Weddingbee was at one point my one stop shop of how to do wedding related stuff, and I have to say it helped quite a bit. I'm sad to say that I'll no longer be reading it, because Weddingbee was just recently bought by eHarmony.
In case you are unaware, eHarmony does not allow the gay community to use their services. This is discrimination, pure and simple. They hide this discrimination by saying that they are diverse (look at all the colored people on our diversity section!) but that the gay community is simply a market that their business model is not going to pursue. They say that by allowing the gay community to use their services they would have to "tweak" their special scientific formula for matchmaking. They say that their goal is ultimately marriage, and like it or not, homosexual marriage is still illegal for the most part.
This is horseshit.
If eHarmony were a bus service and had this same policy, we would be back to the pre-civil rights years. If it were any other type of business, there would be riots - what if it were a retail store, or a restaurant? How would the people react to "We won't serve you because you're gay"?
Okay, so it isn't a retail store or a restaurant or a bus service. It's a matchmaking service. But then I'll have to throw back that Jdate caters to the Jewish community specifically, but you don't have to be Jewish to join Jdate. In fact there's a growing number of folks on Jdate who specifically announce that they are non-Jews looking for Jewish partners.
This is discrimination.
That coupled with eHarmony's affiliation with Focus on the Family, ugh, don't even get me started on a group that tries to convert homosexuals, insinuating it is a choice.
This is a wedding planning blog, not a politics blog, but while the government still tells me who I can marry and by whom and what rights I get or don't get because I'm married, it will always be political. Forty years ago it would have been illegal for me to marry Dude. Forty years. My parents would have been in their teenage years... that's frighteningly recent.
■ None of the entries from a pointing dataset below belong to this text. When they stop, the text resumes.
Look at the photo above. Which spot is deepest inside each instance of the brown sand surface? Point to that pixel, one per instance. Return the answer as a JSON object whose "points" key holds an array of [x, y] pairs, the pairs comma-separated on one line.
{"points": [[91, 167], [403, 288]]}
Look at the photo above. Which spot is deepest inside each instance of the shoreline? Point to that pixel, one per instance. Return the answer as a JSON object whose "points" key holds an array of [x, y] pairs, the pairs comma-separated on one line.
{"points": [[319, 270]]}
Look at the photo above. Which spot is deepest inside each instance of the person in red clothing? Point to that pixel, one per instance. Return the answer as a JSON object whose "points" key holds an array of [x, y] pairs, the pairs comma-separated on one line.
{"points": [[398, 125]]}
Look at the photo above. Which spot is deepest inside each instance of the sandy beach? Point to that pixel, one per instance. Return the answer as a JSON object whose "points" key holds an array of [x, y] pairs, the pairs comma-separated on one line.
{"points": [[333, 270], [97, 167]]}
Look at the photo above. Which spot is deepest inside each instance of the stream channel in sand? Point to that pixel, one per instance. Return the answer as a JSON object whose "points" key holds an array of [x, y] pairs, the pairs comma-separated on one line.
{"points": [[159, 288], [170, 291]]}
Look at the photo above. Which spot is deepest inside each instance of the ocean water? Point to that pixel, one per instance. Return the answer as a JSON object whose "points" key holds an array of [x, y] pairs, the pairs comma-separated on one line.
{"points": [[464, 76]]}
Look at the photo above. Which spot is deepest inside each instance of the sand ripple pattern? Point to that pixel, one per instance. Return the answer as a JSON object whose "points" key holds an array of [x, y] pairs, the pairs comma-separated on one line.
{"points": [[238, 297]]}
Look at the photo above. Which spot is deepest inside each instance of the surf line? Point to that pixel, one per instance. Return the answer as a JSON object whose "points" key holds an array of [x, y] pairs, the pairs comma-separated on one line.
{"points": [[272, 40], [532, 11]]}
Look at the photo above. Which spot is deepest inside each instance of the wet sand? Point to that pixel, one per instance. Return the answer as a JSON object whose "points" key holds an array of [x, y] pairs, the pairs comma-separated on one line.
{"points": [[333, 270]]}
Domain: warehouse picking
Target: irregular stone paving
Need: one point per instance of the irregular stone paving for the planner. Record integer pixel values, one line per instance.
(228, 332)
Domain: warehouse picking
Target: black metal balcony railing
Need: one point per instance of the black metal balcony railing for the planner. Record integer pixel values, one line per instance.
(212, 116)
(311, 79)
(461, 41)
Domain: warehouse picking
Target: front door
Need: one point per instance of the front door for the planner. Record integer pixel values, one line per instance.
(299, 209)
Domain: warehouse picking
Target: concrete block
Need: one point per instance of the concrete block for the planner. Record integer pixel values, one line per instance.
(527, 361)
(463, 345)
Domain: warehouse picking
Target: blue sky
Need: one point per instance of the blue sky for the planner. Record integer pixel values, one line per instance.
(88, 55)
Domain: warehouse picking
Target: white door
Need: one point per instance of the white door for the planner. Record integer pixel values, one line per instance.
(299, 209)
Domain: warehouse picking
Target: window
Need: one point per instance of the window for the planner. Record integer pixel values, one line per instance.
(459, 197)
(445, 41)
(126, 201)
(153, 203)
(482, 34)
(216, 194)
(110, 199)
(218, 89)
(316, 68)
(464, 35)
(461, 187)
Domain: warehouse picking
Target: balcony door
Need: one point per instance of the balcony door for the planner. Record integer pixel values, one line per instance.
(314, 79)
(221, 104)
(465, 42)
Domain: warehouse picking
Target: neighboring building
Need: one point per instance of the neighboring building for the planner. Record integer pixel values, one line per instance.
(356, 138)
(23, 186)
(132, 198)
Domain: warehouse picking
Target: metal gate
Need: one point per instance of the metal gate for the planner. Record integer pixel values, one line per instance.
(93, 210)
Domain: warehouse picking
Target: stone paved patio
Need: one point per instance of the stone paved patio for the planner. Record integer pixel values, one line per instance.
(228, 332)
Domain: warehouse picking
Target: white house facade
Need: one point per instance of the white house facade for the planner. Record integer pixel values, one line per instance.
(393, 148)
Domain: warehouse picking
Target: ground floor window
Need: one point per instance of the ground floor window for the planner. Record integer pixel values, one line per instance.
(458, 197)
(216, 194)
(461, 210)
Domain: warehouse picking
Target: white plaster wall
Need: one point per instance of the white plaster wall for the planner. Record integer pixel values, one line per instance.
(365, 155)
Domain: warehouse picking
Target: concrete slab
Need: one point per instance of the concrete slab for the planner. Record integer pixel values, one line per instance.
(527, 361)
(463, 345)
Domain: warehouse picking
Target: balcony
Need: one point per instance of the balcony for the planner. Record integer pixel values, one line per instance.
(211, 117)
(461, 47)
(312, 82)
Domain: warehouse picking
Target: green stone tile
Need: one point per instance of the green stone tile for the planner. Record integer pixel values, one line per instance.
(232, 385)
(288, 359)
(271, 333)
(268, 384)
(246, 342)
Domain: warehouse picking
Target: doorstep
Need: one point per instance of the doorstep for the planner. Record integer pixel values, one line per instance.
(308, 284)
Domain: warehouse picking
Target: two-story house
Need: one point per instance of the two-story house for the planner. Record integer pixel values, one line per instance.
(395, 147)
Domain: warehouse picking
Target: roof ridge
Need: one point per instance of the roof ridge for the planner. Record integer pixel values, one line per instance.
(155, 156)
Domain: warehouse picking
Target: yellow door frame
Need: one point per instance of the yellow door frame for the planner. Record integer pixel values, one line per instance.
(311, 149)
I'm hoping that (much) sooner than forty years from now, my gay family and friends will be able to have the same rights as I do. Call it marriage, call it civil union, it doesn't matter, a rose by any other name...
New Year, New Blog!
16 years ago
4 comments:
I'm staying anonymous over my continued embarrassment - I met my husband on eHarmony. I say to everyone who knows that I am glad I was so totally ignorant about this subject until AFTER we met, or else I never would have joined. You are right, it is horseshit. Especially since I think their process works at least on some level, and if the people running eHarmony are in it for love, don't they want to make that available to all people, not just straight people?
That being said, I didn't realize they had bought Wedding Bee. I divorced Wedding Bee after they made me feel guilty for "DIY"ing my whole wedding - like it would be completely manufactured and totally impersonal if I didn't make everything myself.
hi anonymous, i don't think you should be embarrassed about meeting your husband on eHarmony. you didn't create their policies and you didn't know about it, and i'm really happy that you and your husband found each other. you know now and you never would have joined, and that means a lot. there are a lot of folks who simply wouldn't care about the policies at all.
and yes, weddingbee totally has that mean streak.
For the most part I completely and utterly agree with your position. But, a civil union is not marriage. It may smell the same, but if you told me that the pile of horse crap and the rose bush had the same smell, I still probably wouldn't go smelling the shit. If you look at the position that the eight couples took in CT, it explains the difference. One of the couples were engaged for over thirty years so that they could be married. Would you settle to not being able to call Dude your "Husband", relegating him to the title "Life Partner"? I doubt it; however comma it can provide the same benefits in most things. I still love you, though!
after i wrote that last paragraph i did think about exactly what you are talking about phillip. civil union is not marriage, and while i don't want to advocate separate but equal, i think it's an important step in the right direction. all i really want, really, is equal rights.